Saturday, 22 August 2009

Adam Smith on Guns and the Development of Wealth

Primary version if this post, with visual content, at Barry Stocker's Weblog.

In An Inquiry into the Nature and Causes of the Wealth of Nations, Adam Smith suggests that the invention of the gun had a major effect on economic development. At the end of Book V, Chapter i, part a, Smith argues that guns makes it easier for rich nations to defend their wealth against barbarous nations. Smith is thinking of the many occasions in history where an invading, or raiding army, takes economic wealth by force. Fire arms narrow the difference between a population where everyone is a soldier and has military capacity; a modern prosperous population where only a minority are soldiers and have military skill and even that minority may not be as strong and experienced as the members of a ‘barbarian’ army. Smith is thinking of events like the barbarian invasions of the western Roman Empire, or Genghis Khan’s victories with a nomad army over urban societies, or Vikings raiding early Medieval Europe. The gun reduces the level of skill and military aptitude necessary to succeed in war.

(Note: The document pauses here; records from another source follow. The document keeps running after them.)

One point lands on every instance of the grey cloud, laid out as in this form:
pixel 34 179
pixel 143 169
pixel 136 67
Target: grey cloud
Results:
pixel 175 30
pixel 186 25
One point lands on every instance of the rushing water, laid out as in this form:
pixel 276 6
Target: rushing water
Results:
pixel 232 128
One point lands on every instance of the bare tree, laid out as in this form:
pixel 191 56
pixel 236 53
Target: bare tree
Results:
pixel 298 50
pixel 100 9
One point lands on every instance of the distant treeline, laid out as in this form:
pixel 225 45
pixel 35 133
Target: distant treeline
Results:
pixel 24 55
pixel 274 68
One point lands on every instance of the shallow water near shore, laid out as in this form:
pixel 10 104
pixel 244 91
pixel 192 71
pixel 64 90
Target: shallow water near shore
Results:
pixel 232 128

It leads to the building of expensive forts designed to withstand explosions.

The greater ease with which prosperous nations can defend themselves against a violent loss of wealth, and maybe the loss of the infrastructure of wealth creation, increases the incentives to create wealth. This speeds up the development of wealth and the majority of the population emerging from poverty. That advantage of gun powder is a major reason for growing wealth as rich nations are sure of benefiting from industry and commerce.

Smith might have added that fire arms leads to things he is not happy with, such as colonialism. As he points out fire arms give rich nations the easy means to defeat poor nations, what he does not point is that this leads to colonialism with aspects Smith finds undesirable: the expense of administration, the subordination of free trade to monopolies granted to business with close relations to power.

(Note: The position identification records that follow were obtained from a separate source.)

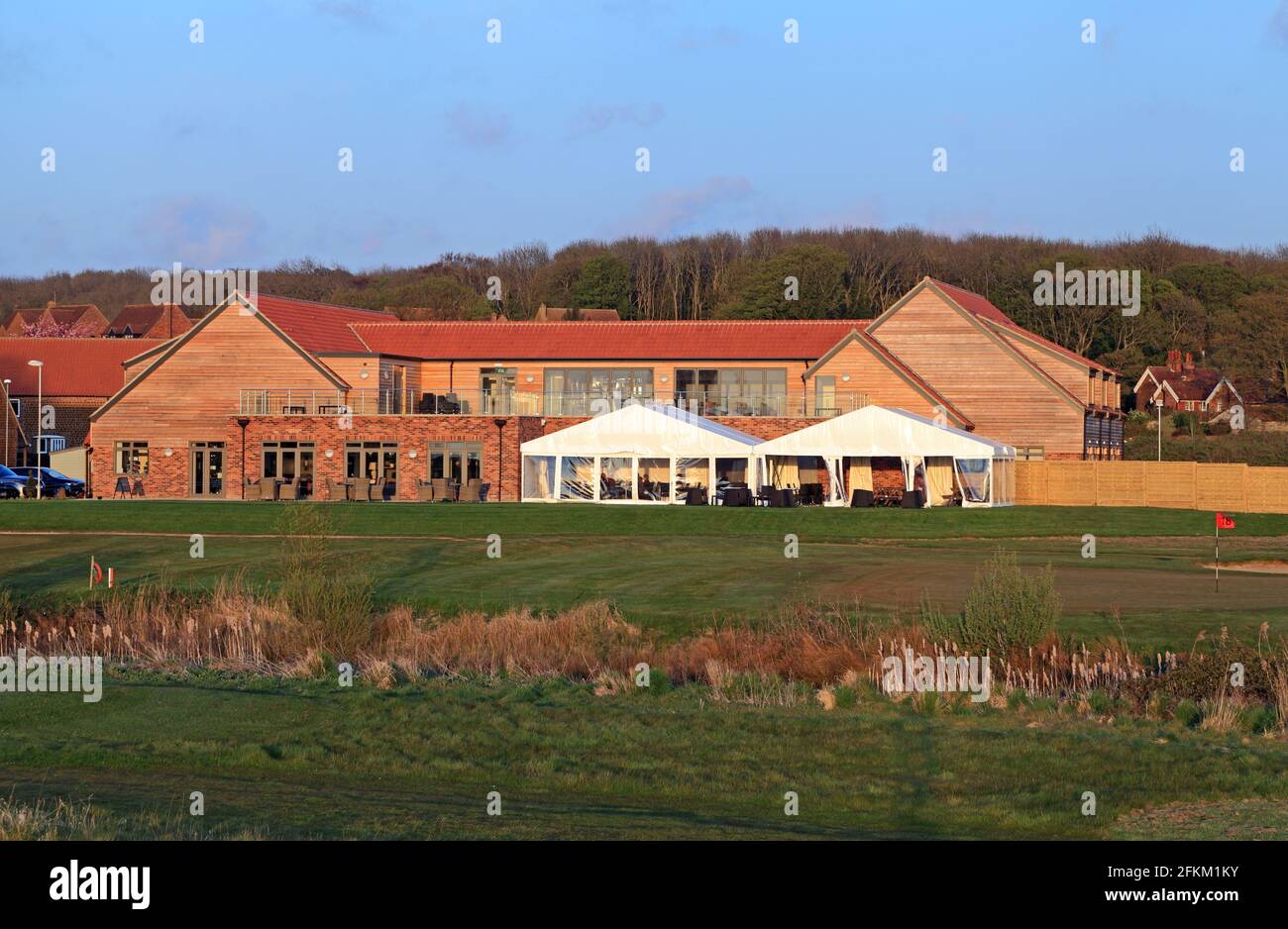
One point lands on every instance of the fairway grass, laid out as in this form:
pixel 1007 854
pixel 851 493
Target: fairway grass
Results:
pixel 299 760
pixel 1154 589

It takes fire arms to make the state more secure, and therefore more able to establish law and order, and the provision of basic institutions in education, basic transport infrastructure and so on. Smith does not say so much above the possibility that the state will be more able to become despotic and corrupt. He might be thinking that this would undermine prosperity, which itself would undermine the raising of money. Wars between the Netherlands, or Britain on one side, France on the other side, in the 17th and 18 Century generally resulted in victory for Britain and Holland, at a time when Britain was much smaller in population that France, as Holland always has been. This was connected with the greater wealth of Britain and Holland. They were less militaristic-aristocratic societies in spirit, and more commercial. The commerce generated wealth to finance war, as did the financing of public debt through selling government bonds and paying interest on those bonds.

Prosperity and military strength feed off each other, though a commercial society gives less importance to the military than less developed nations. Ancient writers regarded wealth as subversive of military strength as it led to a greater interest in pursuing wealth than in fighting on behalf of the nation. Smith provides a counter-argument to the ancients, and deepens his defence of civil and commercial society.